Smoltz put more emphasis on his splitter and saved his curveball for his last two innings. He threw first-pitch strikes to 23 of 29 hitters.
"I felt like I was strike one on almost everybody," Smoltz said. "I had a really good split today, which I haven't had all year. To break it out today was encouraging to me for the rest of the season."
Pittsburgh's only hits off Smoltz were singles by Chris Duffy in the sixth and by Jose Castillo and Duffy with two outs in the eighth. Smoltz then retired Jack Wilson on a groundout.
"He's the same dominating guy he's always been," Pittsburgh's Jeromy Burnitz said.
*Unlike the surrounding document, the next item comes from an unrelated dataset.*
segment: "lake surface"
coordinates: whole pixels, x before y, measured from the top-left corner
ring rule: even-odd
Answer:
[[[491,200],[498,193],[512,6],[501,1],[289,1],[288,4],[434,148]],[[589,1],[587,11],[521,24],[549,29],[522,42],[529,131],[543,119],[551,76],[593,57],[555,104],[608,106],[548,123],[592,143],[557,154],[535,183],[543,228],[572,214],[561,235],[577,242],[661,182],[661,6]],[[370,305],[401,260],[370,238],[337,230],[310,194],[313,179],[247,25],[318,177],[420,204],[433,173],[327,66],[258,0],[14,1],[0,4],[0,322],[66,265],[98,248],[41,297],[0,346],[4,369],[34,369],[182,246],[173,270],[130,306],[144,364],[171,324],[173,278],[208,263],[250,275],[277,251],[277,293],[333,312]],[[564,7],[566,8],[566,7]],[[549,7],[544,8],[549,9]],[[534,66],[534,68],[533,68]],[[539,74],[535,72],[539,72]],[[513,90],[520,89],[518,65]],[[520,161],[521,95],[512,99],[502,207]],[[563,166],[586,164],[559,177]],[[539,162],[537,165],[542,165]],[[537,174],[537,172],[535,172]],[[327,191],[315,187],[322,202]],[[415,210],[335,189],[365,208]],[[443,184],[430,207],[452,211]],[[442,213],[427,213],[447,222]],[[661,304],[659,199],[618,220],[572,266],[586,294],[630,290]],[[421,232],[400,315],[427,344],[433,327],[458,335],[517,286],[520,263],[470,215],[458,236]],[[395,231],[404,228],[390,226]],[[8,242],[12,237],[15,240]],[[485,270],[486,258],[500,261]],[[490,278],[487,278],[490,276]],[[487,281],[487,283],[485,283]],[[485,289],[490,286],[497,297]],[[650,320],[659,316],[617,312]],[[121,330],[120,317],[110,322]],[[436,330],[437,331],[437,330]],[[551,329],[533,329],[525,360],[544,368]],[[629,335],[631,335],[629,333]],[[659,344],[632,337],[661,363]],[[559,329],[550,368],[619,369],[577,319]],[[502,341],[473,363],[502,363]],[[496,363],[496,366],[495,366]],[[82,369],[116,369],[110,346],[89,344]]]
Bob Wickman finished with a one-hit ninth for his ninth straight save since the Braves acquired him from Cleveland on July 20. With its fourth shutout of the season, Atlanta broke a tie with Washington for fewest in the National League.
Two defensive plays helped out Smoltz. Shortstop Edgar Renteria made a charging, barehanded pickup in front of second base before throwing out Freddy Sanchez in the sixth, and left fielder Matt Diaz made a diving catch of a Xavier Nady's line drive to end the seventh.
Pittsburgh's Zach Duke (8-11) gave up three runs and seven hits in seven innings.
"Your mind-set in a game like that is basically to stay ahead," Duke said before adding "Pitch the way Smoltz did."
Renteria hit an RBI double in the third, and Martin Prado hit a two-run double in the fifth. They were the first major league RBI for Prado, who was 1-for-5 before he was sent to the minor leagues on April 25. Atlanta recalled him earlier Monday.
Prado said he tried to follow the advice of hitting coach Terry Pendleton.
"He tells me, 'Don't try to do too much, just swing,'" Prado said. "I'm so glad something like that happened."
Atlanta had runners thrown out on the bases in the third and fourth innings. Prado was out at the plate in the third on shortstop Jack Wilson's relay throw from left fielder Jason Bay following Renteria's double. Jeff Francoeur was thrown out by Bay at second when he tried to stretch a single in the fourth.
- The Pirates have been shut out 10 times, tied with Colorado and Houston for second in the NL behind Chicago (12).
- Pittsburgh is 6-25 in Atlanta since going 4-1 in 1997.
- The game lasted 1 hour, 59 minutes, matching the Braves' shortest this season.